Recruitment for University Panhellenic Council organizations will end Monday afternoon with Bid Day, when sororities offer memberships to students. The recruitment process, also known as Rush Week, lasts a week and includes a variety of activities for UPC’s 14 sororities to meet 1,200 potential members.
About 80 percent of the 1,200 women will end up joining a sorority through this process, said Marilyn Russell, director of Sorority and Fraternity Life in the Office of the Dean of Students. In addition, there are another 14 sororities on campus not affiliated with UPC that have a different recruitment process.
According to Russell, there are many reasons why the other 20 percent doesn’t end up in a sorority through this process.
“We’ll have some that start the process and decide it’s really not for them, or they’ll have something come up and realize they don’t have the time,” Russell said. “For any number of reasons, they will make independent choices to withdraw or leave the process. It’s not that 20 percent were told they won’t be getting a bid. It’s that some of them make the decision to withdraw from this process. Truthfully, more often, that’s what’s happening.”

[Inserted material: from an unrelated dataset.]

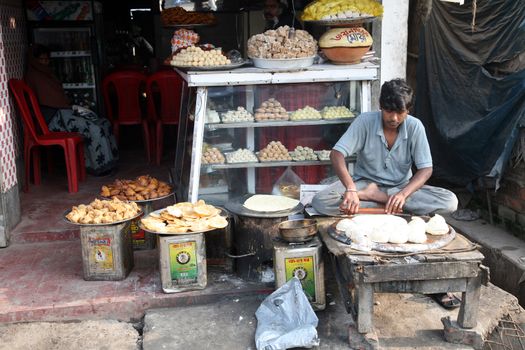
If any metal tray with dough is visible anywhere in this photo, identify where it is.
[328,215,456,253]
[139,207,228,236]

According to the UPC website, recruitment week includes activities such as two days of sorority open houses and multiple meetings with recruitment counselors, with specified attires. Every day is different, but activities can start as early as 8:30 a.m. and can end as late as midnight. In order to participate in this year's recruitment week, women must have filled out an online application by Aug. 6.
The National Panhellenic Council provides guidelines as to what activities UPC should put on for recruitment, said Russell. UT has a longer recruitment process than most other universities because of the large number of women who decide to participate in the UPC recruitment process.

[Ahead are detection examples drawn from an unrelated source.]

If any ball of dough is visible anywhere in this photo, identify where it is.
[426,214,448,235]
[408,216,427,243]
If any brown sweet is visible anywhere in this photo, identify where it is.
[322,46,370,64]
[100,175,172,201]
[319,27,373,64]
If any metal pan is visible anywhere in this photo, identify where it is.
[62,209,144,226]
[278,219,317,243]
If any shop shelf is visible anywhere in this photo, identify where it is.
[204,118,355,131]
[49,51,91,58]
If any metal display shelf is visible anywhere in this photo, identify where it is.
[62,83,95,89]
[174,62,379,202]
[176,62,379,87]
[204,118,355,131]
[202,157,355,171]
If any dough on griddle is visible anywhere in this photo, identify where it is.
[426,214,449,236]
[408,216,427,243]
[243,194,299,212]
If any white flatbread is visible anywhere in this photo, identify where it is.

“Most recruitments are either three or four rounds of recruitment events,” NPC Panhellenics Chairman Julie Johnson said in an email. “Depending upon the size of a Panhellenic’s recruitment (number of chapters and number of potential new members), some rounds may be split into two days. It is very common for recruitment on a campus the size of Texas, with the number of Panhellenic chapters, to last a week.”
According to the UPC website, UT uses a four-event system that includes an open house, philanthropy day, skit night and preference night.
“Meeting 1,200 people is a lot of people to meet,” said Allison Young, UPC president and finance senior. “They have to be very organized on the chapter side in order to take in all of these women, and to meet them, and to have a conversation with them, and to provide food and drink for them. It’s a very difficult process for the chapters because of the number of women that come through.”
According to Young, the activities during recruitment week allow sororities members and potential members get to know each other and figure out who fits in best with what chapter. Young said her own experience going through UPC recruitment was both exciting and nerve-wracking.
“It’s a lot of emotions,” she said. “It forced me to get out of my comfort zone a little bit, which is the most important thing that we learn. Right off the bat, you’re learning how to talk and communicate with people you don’t know. For me, it was an intimidating process, but it was one that I look back on, and I learned a lot from.”